In the setting of APBI, evaluation of patient, tumor and treatment characteristics that may be associated with the development of fat necrosis and its clinical significance has been limited (5, 9, 10). In this study, a detailed analysis of fat necrosis has been performed on a large cohort of patients treated with APBI using HDR multicatheter interstitial brachytherapy with a median follow-up of more than 4 years. We examine clinical and treatment-related factors that could contribute to the risk of developing fat necrosis and its impact on cosmesis.
Methods and Materials
Between February 2003 and January 2010, 238 treated breasts in 236 patients with at least 6 months of follow-up were treated with APBI using HDR interstitial brachytherapy at Barnes-Jewish Hospital and Washington University School of Medicine. WBI was not given. Selection criteria included patients with unifocal American Joint Cancer Center Commission (AJCC, 6th edition) Tis-T2N0M0 breast cancers ≤ 3 cm treated with breast-conserving surgery. 181 of 187 patients with invasive disease had pathologic N0 disease assessed mainly by sentinel lymph node biopsy. Nine patients had prior radiation therapy with fields that were adjacent to or included the ipsilateral breast. Three of these patients had prior WBI and received adjuvant APBI for an ipsilateral breast tumor recurrence following a second partial mastectomy. Three of these patients were treated for Hodgkin’s lymphoma, two were treated for soft tissue sarcoma of the upper extremity, and one was treated for non-Hodgkin’s lymphoma. The Washington University School of Medicine Human Research Protection Office Institutional Review Board approved this retrospective review for Human Subjects.

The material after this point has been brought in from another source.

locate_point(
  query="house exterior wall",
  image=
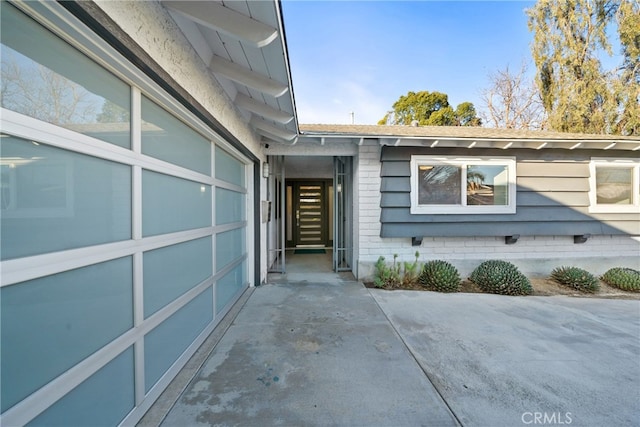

All patients were treated with HDR interstitial brachytherapy using a high activity Iridium-192 source. The interstitial implants (ISI) were placed using a free hand technique with the goal of encompassing the surgical cavity with a 2 cm margin of breast tissue in all directions. It was common for there to be less than 2 cm of breast tissue in the anterior and/or the posterior directions due to the presence of the skin anteriorly or muscle or chest wall posteriorly. In general, an intraplane catheter spacing of 1.2 cm and an interplane spacing of 1.5 to 2.0 cm was used. All implants were multiplanar, and the use of more than two planes was common. ISI were placed intraoperatively with an opened surgical cavity in the first 45 patients with the breast surgeon reincising the partial mastectomy incision and dissecting down to the surgical cavity. Thereafter predominantly real-time ultrasound guidance was used without reopening the surgical cavity. The partial mastectomy surgical cavities were never surgically obliterated. Real-time ultrasound guided implantation was performed using a strict sterile technique and under a combination of narcotic and anxiolytic sedation with local anesthesia. The direction of catheter planes was determined after considering how best to encompass the targeted breast tissue with the least catheters traversing a minimum amount of non-targeted breast tissue. The deepest plane of catheters, which was often at the level of but not into the pectoralis major muscle, was typically placed first. In some cases the deepest plane was in breast tissue 2 cm posterior to the surgical cavity. The most superficial plane of catheters was created next which was often 5 mm deep to the skin surface but in some cases was 2 cm anterior to the surgical cavity. 1.2 cm intracatheter spacing was used. If the distance between the deepest and most superficial planes of catheters was greater than 1.5–2.0 cm then additional planes were created in the interior of the CTV using a 1.5–2.0 cm intraplane spacing. Catheters in different planes were placed such that a plane passing through the center of the implant, orthogonal to the planes of the catheter applicators showed a triangular shape of the catheter cross sections.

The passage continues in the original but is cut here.